DO: We could stimulate more philanthropic interest if we had a more compelling vision.

RIA : Aren’t you supposed to just listen what we want to do and turn it in to something that donors want to hear?


DO: Our donors want more detail about where we’re heading and why.

RIA: We tried strategic planning years ago and it didn’t work.


DO: Our case for support sounds like a long wish list; can we get it down to a handful of institutional priorities?

RIA: If we do that, somebody will be upset.


DO: The alumni would like to see more of the faculty and to be engaged in more substantive events and activities.

RIA: The faculty say they never see any money after they do those things.


Too many university or academic leaders think the key to raising more money is to simply add development staff and/or task them to reach ever higher goals. They point to the proceeds of the most philanthropically productive institutions and ask, “Why can’t we do that?” They need only look behind any one of those successes to see that the building of philanthropic support is an institutional obligation that begins at the top and permeates the whole. It is not delegated to an isolated, culturally-distinct part of the organization.

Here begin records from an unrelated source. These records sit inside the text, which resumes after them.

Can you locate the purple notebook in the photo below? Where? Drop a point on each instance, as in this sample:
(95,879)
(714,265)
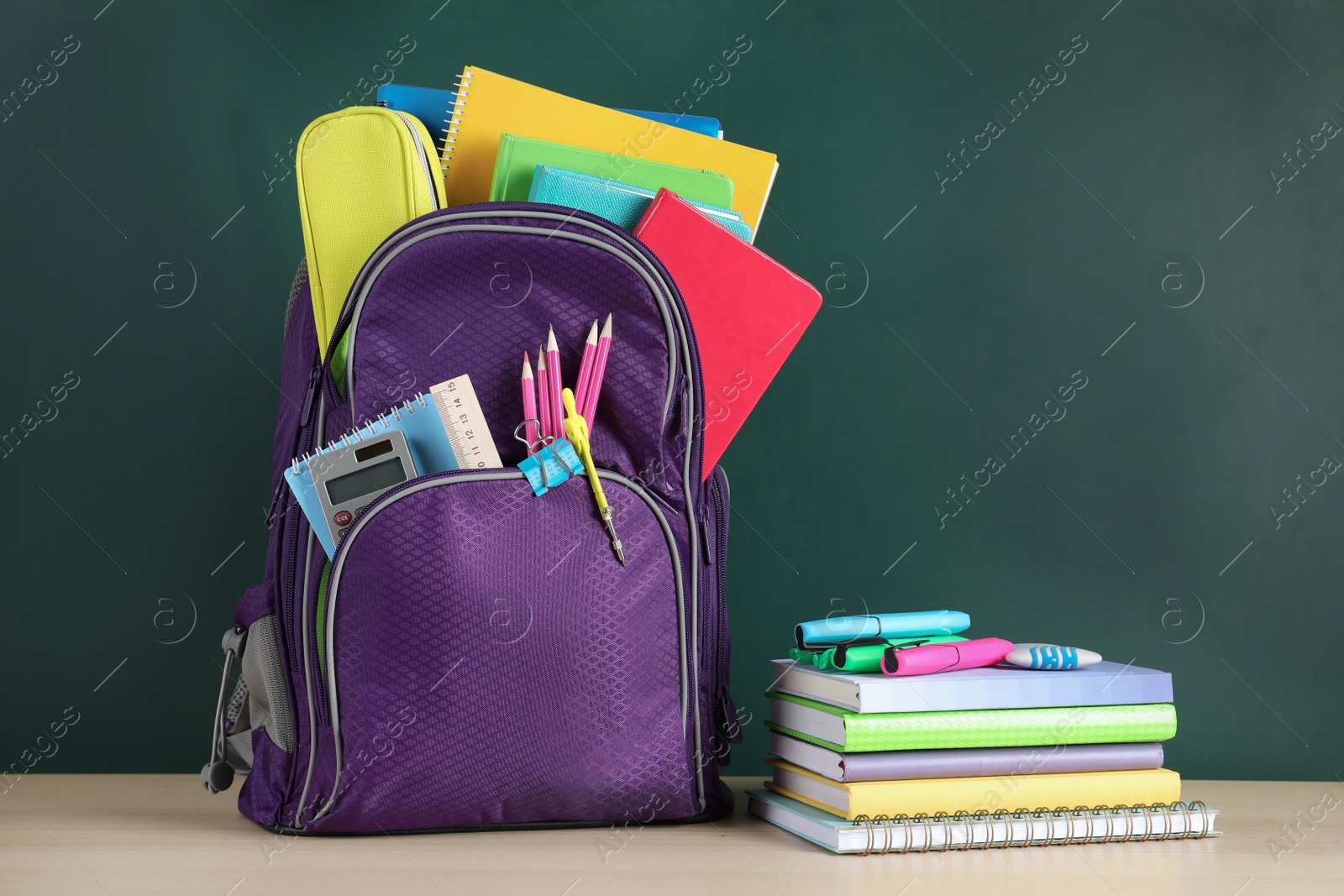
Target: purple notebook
(988,762)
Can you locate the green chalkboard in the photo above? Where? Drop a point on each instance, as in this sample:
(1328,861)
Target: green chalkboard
(1077,374)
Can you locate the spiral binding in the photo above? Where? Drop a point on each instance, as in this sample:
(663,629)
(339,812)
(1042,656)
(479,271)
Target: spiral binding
(358,436)
(461,86)
(1106,817)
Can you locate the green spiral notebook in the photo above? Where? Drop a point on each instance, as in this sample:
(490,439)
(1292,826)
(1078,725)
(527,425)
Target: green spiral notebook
(866,732)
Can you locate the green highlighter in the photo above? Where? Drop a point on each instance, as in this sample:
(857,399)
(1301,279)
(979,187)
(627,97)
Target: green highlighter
(864,654)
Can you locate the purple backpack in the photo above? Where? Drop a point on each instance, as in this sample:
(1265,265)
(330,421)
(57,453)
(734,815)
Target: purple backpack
(475,656)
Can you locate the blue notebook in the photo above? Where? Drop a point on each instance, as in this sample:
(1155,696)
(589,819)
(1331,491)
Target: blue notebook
(622,204)
(427,439)
(699,123)
(434,107)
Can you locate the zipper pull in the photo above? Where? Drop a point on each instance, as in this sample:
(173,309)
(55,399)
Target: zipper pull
(275,503)
(726,723)
(308,398)
(706,542)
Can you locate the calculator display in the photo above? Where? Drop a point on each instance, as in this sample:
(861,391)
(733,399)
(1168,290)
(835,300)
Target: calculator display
(371,479)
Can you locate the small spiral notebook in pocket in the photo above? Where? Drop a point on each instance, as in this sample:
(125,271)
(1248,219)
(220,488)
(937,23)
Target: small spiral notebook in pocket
(984,831)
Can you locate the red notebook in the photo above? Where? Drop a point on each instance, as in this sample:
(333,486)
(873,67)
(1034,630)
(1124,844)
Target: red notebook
(748,311)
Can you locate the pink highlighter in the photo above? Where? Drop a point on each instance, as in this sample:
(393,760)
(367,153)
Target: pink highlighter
(945,658)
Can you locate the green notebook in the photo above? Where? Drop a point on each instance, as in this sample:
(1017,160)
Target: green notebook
(519,157)
(837,728)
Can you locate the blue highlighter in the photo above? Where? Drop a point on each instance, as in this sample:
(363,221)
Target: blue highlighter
(886,625)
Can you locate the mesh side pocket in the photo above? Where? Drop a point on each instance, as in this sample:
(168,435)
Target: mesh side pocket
(264,673)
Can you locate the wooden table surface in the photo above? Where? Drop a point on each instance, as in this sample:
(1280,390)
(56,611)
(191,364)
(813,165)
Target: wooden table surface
(165,835)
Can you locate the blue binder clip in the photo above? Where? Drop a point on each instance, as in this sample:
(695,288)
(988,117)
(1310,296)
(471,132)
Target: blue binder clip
(550,461)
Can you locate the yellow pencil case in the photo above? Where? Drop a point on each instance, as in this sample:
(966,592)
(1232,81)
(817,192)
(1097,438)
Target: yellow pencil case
(362,172)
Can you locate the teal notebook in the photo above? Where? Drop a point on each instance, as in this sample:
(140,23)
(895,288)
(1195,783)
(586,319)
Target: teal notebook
(622,204)
(417,419)
(517,157)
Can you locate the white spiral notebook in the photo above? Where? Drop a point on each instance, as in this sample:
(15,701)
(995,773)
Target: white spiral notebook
(960,832)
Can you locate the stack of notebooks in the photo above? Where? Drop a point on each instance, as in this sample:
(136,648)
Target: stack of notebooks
(974,758)
(669,179)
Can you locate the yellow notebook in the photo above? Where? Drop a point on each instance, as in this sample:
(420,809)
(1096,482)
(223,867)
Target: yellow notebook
(490,105)
(1007,793)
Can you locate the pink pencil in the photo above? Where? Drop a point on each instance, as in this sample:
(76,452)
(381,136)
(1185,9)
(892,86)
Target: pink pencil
(543,387)
(528,402)
(553,369)
(604,348)
(585,367)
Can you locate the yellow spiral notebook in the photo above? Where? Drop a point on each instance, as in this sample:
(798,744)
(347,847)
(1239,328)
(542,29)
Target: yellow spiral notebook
(1007,793)
(490,105)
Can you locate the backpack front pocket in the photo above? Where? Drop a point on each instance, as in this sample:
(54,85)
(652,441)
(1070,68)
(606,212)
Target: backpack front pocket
(488,660)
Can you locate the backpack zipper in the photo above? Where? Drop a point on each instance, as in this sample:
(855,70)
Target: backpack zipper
(440,479)
(682,347)
(423,157)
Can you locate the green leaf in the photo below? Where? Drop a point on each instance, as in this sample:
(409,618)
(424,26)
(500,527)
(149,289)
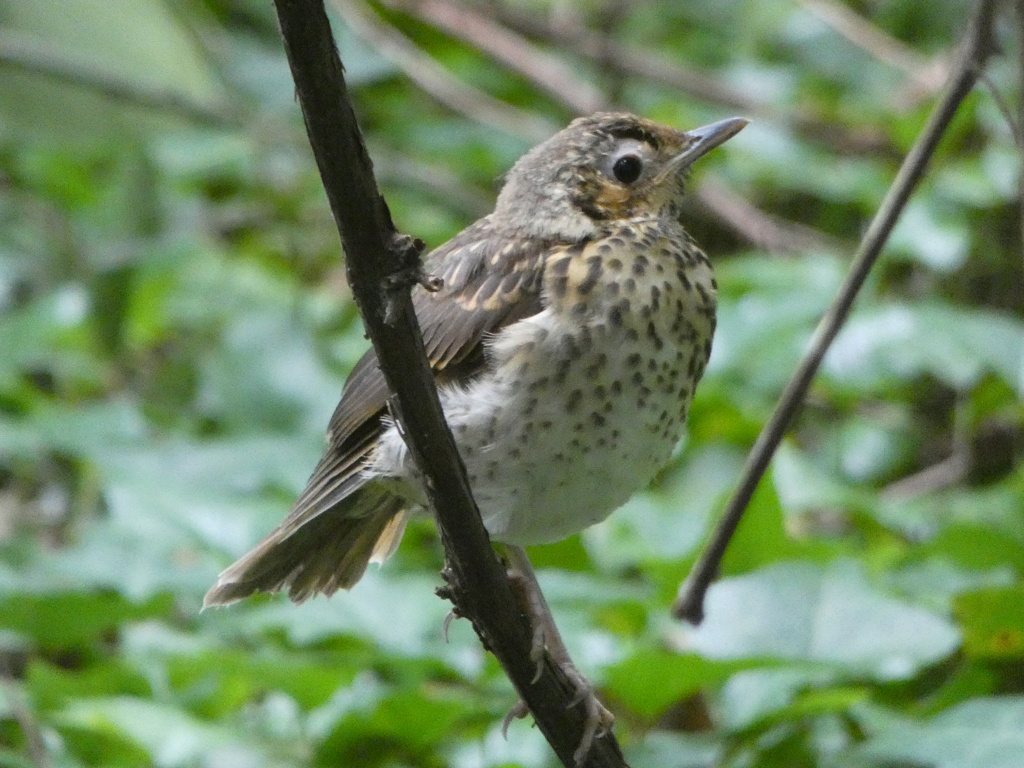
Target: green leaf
(822,614)
(993,622)
(979,733)
(650,681)
(56,621)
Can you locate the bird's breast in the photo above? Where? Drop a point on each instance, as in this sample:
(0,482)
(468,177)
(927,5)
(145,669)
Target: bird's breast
(586,400)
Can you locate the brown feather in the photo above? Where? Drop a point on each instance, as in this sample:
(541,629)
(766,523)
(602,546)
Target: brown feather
(341,519)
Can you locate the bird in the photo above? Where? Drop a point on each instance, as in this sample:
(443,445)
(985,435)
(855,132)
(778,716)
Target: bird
(570,330)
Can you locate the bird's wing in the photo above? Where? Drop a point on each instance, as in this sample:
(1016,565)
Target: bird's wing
(489,283)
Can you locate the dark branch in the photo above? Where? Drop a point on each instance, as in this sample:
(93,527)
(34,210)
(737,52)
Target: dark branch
(375,262)
(978,46)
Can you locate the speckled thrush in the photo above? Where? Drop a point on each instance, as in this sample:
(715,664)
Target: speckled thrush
(573,325)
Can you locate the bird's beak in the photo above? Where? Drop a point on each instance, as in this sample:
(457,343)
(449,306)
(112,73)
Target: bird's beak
(702,140)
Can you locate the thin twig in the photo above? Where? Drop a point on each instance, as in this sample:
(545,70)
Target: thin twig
(34,54)
(759,228)
(928,75)
(977,47)
(435,80)
(548,72)
(573,37)
(376,256)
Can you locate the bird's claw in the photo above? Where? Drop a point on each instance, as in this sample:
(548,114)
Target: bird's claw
(598,720)
(518,712)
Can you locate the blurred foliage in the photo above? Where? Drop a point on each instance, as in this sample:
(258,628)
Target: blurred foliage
(175,329)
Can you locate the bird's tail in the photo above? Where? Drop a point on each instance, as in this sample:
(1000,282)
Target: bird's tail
(318,554)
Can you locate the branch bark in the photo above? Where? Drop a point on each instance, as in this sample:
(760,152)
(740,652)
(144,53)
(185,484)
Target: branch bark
(977,47)
(381,265)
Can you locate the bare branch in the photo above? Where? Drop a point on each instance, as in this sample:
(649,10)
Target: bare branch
(31,53)
(977,47)
(379,257)
(760,228)
(928,75)
(545,70)
(569,35)
(435,80)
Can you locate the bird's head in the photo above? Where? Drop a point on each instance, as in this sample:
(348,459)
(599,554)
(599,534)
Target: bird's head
(602,168)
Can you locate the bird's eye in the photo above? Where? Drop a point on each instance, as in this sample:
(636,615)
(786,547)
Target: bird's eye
(627,169)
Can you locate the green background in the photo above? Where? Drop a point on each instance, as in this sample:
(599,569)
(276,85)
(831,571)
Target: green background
(175,329)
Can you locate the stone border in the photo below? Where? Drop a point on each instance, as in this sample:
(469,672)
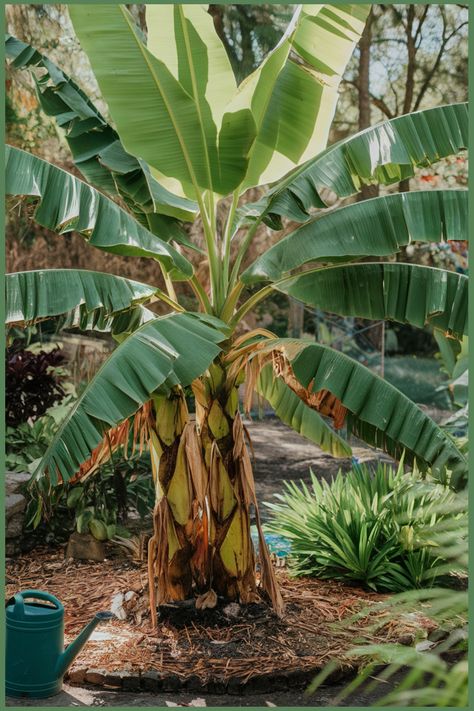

With alumni participation at its lowest recorded rate, with only one out of every ten giving annually (and that’s after tens of thousands of non-giving alumni have been deleted for the sake of U.S. News ratings) we need to acknowledge that too many of our practices have been too one-sided and short-sighted. We’ve been too nakedly on the make. The smart, sensitive people that we educated are pushing back or, even worse, walking away. We need to change our ways. We need to commit ourselves to more considerate, reciprocal relationships. The longer we wait, the more we will have to spend on remedial relationship-building with ever more remote prospects for success, or watch the alumni participation rate continue to decline and hope that ever larger individual gifts will make up the difference. But what does it profit an institution if it relies increasingly on the largesse of a few while losing the hearts of many? And what are the real costs if we don’t contemplate and calculate those consequences very, very soon?